Hayat! Ne alıp veremediğin var benle olum?

  Ağzına sıçtığımın dünyası bazen her şeyi bok edip üstüme atıyor. Polyannacılığın da içine edeyim. İçime oturan öküze de ana avrat saydırmak istiyorum. Bıktım lan artık. Annemi, babamı, kardeşimi alıp başka kimseye haber vermeden çok uzak, huzuru bulacağım bir ülkeye gidip dönmeyesim var. Herkes geride kalsın, beni merak etsinler, özlesinler, gittiğime sevinsinler, bi daha göremeyeceklerini düşünüp ya hüzünlensinler ya da göbek atsınlar istiyorum. Küfürlerim arasında gönderme yapmayı unuttuğum, şu malum "ortada aslında hiç bi bok yokken kendi kendine sorun yaratan ve o sorunun esiri olan kafadan sorunlu insan sendromu" durumuma da sokmak istiyorum elimden geldiğince.
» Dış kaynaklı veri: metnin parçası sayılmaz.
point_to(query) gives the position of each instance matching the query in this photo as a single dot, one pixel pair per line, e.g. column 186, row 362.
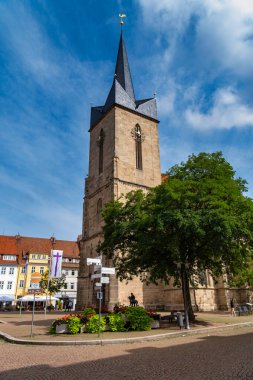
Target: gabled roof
column 20, row 245
column 8, row 245
column 122, row 91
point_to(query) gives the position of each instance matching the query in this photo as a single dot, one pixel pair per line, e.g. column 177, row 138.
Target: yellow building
column 32, row 262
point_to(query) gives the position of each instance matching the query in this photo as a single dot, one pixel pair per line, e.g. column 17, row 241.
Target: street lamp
column 182, row 267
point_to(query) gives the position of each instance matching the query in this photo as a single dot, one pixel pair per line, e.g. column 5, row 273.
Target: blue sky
column 57, row 58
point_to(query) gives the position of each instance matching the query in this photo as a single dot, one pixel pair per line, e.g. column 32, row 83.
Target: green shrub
column 89, row 311
column 116, row 322
column 92, row 325
column 138, row 319
column 74, row 325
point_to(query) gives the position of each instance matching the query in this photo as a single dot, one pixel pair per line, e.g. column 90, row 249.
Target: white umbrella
column 4, row 298
column 49, row 298
column 28, row 298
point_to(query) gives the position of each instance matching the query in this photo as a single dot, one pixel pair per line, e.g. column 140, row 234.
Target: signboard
column 99, row 295
column 36, row 277
column 96, row 261
column 98, row 275
column 35, row 291
column 105, row 270
column 56, row 263
column 35, row 285
column 105, row 280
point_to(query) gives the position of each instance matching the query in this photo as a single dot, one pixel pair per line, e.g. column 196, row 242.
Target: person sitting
column 133, row 300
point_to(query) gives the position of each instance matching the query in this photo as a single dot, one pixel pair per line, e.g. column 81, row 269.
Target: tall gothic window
column 138, row 147
column 101, row 151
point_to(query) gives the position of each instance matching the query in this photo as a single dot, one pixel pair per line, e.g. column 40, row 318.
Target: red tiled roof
column 8, row 245
column 22, row 245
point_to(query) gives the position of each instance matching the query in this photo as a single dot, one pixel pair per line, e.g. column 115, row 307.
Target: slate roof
column 122, row 91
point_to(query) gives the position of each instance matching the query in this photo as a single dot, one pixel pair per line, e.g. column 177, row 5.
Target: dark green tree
column 198, row 220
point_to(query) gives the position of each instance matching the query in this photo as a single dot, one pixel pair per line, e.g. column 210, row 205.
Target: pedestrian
column 232, row 305
column 133, row 300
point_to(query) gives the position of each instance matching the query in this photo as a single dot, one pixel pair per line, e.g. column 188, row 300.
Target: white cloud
column 223, row 38
column 228, row 111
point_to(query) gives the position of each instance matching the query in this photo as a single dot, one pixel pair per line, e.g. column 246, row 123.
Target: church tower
column 124, row 156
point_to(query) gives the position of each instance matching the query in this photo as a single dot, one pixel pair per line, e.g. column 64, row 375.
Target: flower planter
column 61, row 329
column 155, row 324
column 83, row 329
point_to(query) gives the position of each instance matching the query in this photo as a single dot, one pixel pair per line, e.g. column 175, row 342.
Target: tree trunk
column 188, row 298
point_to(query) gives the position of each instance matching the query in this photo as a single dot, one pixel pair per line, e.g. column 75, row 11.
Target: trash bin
column 180, row 320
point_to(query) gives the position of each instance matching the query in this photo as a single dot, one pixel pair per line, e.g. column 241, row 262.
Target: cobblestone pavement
column 226, row 355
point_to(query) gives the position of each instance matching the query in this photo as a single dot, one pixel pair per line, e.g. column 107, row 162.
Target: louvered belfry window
column 138, row 147
column 101, row 151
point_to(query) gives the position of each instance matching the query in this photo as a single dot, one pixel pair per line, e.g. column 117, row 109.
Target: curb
column 101, row 342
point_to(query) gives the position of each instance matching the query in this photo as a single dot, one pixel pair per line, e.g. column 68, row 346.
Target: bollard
column 180, row 321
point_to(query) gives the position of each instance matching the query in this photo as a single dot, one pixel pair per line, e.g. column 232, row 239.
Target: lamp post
column 52, row 241
column 182, row 266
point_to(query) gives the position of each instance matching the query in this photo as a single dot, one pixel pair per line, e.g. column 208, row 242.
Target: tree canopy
column 199, row 217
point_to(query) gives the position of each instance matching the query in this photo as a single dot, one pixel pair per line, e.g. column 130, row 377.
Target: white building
column 8, row 278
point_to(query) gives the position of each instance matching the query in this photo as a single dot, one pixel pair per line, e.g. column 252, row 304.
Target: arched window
column 101, row 151
column 99, row 205
column 138, row 147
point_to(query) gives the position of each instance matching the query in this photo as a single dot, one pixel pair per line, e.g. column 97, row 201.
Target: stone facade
column 116, row 123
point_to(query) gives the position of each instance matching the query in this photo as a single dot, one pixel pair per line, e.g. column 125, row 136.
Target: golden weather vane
column 122, row 15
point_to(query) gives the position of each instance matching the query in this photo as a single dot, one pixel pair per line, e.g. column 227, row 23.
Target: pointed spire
column 122, row 69
column 122, row 90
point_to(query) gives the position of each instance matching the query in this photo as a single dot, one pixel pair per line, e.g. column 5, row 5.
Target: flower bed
column 123, row 318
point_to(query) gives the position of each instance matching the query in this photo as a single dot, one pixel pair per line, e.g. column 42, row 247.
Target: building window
column 9, row 257
column 138, row 147
column 99, row 206
column 9, row 284
column 101, row 152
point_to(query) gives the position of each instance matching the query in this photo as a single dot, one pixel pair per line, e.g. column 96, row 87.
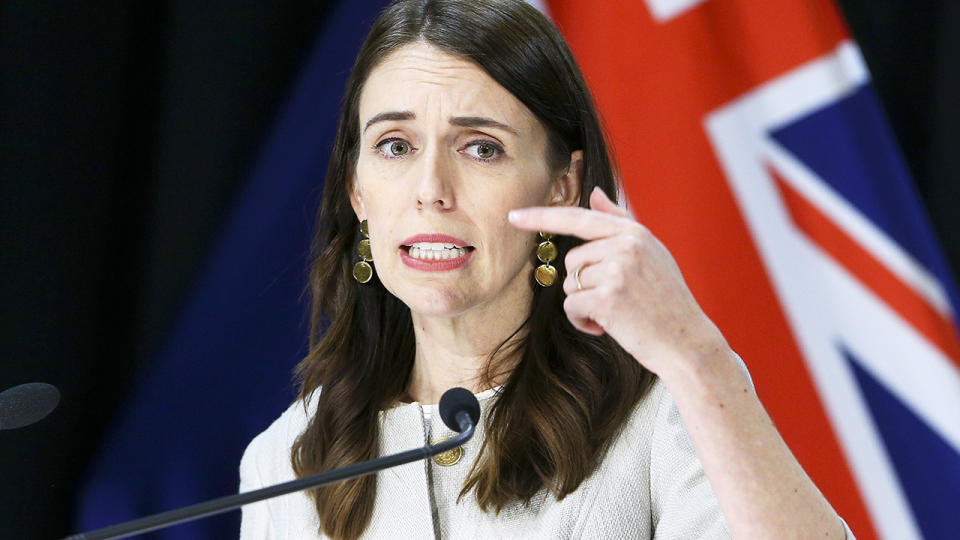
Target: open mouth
column 436, row 251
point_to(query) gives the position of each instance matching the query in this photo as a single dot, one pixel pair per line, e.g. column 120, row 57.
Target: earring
column 363, row 271
column 546, row 274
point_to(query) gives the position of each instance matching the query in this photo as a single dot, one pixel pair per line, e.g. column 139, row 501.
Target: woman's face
column 445, row 153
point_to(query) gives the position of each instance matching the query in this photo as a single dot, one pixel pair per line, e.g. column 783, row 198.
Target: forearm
column 762, row 489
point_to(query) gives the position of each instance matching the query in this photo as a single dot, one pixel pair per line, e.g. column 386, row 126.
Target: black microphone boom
column 462, row 411
column 27, row 403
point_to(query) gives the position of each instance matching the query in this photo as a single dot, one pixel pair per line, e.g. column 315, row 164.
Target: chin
column 434, row 303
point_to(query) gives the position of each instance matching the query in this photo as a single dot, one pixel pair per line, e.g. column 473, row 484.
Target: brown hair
column 568, row 393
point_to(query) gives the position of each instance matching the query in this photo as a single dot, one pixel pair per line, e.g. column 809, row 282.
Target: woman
column 466, row 130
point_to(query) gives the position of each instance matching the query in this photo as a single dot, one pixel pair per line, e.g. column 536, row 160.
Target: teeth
column 432, row 251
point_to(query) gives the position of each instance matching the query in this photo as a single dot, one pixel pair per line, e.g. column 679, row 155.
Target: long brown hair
column 567, row 394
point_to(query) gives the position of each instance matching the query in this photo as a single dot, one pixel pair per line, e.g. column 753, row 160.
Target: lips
column 435, row 252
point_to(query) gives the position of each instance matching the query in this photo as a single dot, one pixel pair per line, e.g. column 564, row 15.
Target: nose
column 435, row 188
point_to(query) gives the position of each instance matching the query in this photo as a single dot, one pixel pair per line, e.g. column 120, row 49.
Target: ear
column 356, row 200
column 566, row 190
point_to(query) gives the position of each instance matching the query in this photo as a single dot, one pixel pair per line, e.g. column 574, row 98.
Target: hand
column 629, row 285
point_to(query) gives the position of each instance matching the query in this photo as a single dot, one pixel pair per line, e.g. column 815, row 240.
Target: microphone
column 459, row 410
column 27, row 403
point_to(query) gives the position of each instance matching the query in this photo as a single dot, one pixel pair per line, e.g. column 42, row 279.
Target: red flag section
column 655, row 80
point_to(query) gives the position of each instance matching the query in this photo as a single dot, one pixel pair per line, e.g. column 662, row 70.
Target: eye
column 393, row 148
column 483, row 150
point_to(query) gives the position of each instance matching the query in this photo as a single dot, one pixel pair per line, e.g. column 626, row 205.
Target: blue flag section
column 225, row 371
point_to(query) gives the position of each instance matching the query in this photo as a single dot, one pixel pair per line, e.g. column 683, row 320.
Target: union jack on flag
column 751, row 142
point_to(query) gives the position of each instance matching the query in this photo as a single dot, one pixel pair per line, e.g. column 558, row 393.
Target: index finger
column 568, row 220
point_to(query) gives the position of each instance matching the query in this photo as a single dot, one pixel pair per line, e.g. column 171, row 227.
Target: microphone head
column 28, row 403
column 455, row 400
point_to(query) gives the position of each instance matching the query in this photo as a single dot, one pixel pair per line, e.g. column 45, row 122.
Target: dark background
column 125, row 131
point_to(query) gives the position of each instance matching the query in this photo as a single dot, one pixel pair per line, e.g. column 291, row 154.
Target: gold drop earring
column 546, row 274
column 363, row 270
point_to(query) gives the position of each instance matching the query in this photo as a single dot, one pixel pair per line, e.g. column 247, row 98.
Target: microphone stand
column 230, row 502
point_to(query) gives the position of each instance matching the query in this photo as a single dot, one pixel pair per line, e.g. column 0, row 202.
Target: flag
column 225, row 372
column 751, row 143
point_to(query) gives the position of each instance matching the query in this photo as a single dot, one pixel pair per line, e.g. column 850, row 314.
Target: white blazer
column 650, row 484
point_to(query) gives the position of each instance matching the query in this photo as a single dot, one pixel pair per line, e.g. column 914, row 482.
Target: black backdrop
column 125, row 129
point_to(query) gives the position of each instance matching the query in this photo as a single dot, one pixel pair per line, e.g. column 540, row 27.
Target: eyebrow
column 462, row 121
column 480, row 121
column 389, row 115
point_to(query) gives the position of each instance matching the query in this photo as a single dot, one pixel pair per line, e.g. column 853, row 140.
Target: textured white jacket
column 649, row 485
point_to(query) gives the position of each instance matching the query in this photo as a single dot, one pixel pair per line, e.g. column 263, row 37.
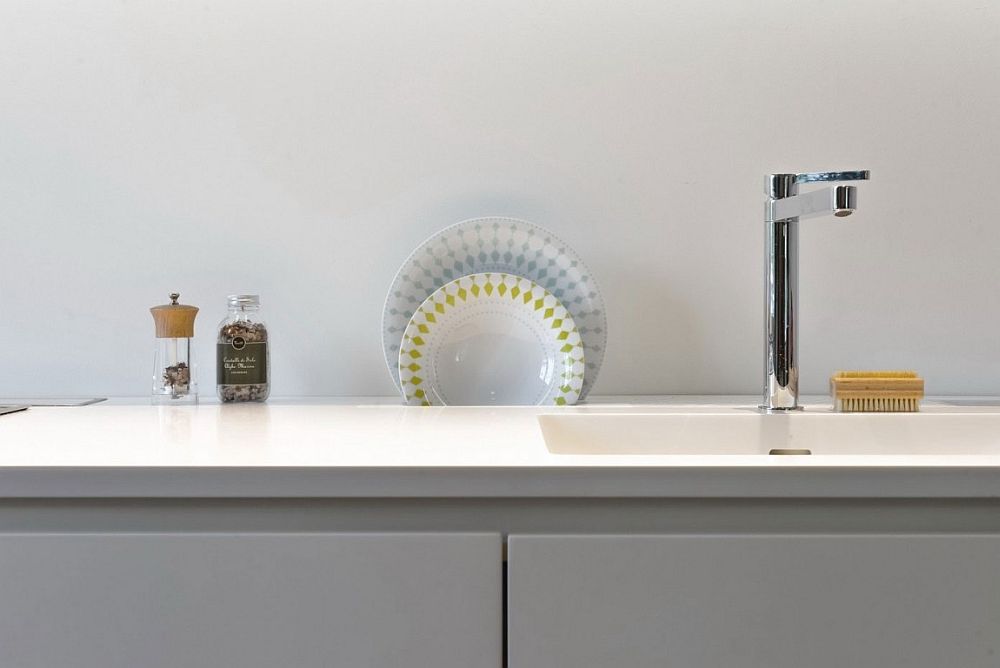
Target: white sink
column 758, row 434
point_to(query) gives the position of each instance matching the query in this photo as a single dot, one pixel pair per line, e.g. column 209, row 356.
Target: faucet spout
column 837, row 200
column 784, row 208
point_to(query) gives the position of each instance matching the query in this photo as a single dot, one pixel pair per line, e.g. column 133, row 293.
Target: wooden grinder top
column 173, row 320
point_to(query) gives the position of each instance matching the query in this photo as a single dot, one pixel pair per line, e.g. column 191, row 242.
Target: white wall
column 302, row 149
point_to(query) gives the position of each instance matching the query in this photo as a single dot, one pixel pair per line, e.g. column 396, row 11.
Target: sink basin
column 760, row 434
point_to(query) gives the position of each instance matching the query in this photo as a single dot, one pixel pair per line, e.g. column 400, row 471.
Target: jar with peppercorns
column 242, row 362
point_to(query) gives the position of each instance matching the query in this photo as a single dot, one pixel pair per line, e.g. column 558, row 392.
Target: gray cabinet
column 188, row 600
column 754, row 601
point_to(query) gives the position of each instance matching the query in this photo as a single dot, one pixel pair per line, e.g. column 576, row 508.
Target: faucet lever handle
column 814, row 177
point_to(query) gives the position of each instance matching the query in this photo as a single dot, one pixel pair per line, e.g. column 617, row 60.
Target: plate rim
column 547, row 400
column 393, row 368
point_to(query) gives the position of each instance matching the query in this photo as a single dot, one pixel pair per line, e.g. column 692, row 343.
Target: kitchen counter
column 376, row 448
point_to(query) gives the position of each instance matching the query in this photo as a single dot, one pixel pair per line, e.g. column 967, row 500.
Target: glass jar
column 242, row 362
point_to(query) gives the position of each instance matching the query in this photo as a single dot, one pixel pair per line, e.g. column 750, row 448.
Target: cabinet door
column 779, row 601
column 250, row 600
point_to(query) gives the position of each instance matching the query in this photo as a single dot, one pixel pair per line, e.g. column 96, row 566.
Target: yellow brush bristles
column 876, row 391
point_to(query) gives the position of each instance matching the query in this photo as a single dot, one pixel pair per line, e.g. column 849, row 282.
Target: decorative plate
column 491, row 339
column 502, row 245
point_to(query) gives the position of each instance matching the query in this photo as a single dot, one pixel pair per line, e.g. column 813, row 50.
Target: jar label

  Küfür etmek güzeldir bazen. Kimseye bir şey anlatmamak daha da güzel. Bir sürü şey oluyor ardı ardına. Beklenmeyen şeyler, olmaz denilen şeyler oluyor. Göz göre göre olanları da oluyor, beklenmeyenleri de. İstenenleri de oluyor, istenmeyenleri de. Anasını sattığımın beklentileri de oluyor, ağzına sıçtığımın hayalkırıklıkları da. Benim kadar mal bi insan çıksaydı karşıma tersi istikamete doğru arkama bakmadan koşarak uzaklaşırdım. Kendi kendine sorun yaratan, her boku kafasına takan bir insan olmak çok zor. Bunu bildiğin halde kötü hislerin seni sarmasına engel olamamaksa daha beter. Bütün bunları gayet güzel farkedebilip hiçbir şekilde çözüm bulamamaksa lanet olasıca bir şey. İkizler burcu olmak, bir mutlu bir mutsuz olmak, bir anının bir anını tutmaması, her bokun altından bir şeyler aramak da yukardakilerle yarışır. Kendimin de ağzına sıçmak istiyorum o zaman.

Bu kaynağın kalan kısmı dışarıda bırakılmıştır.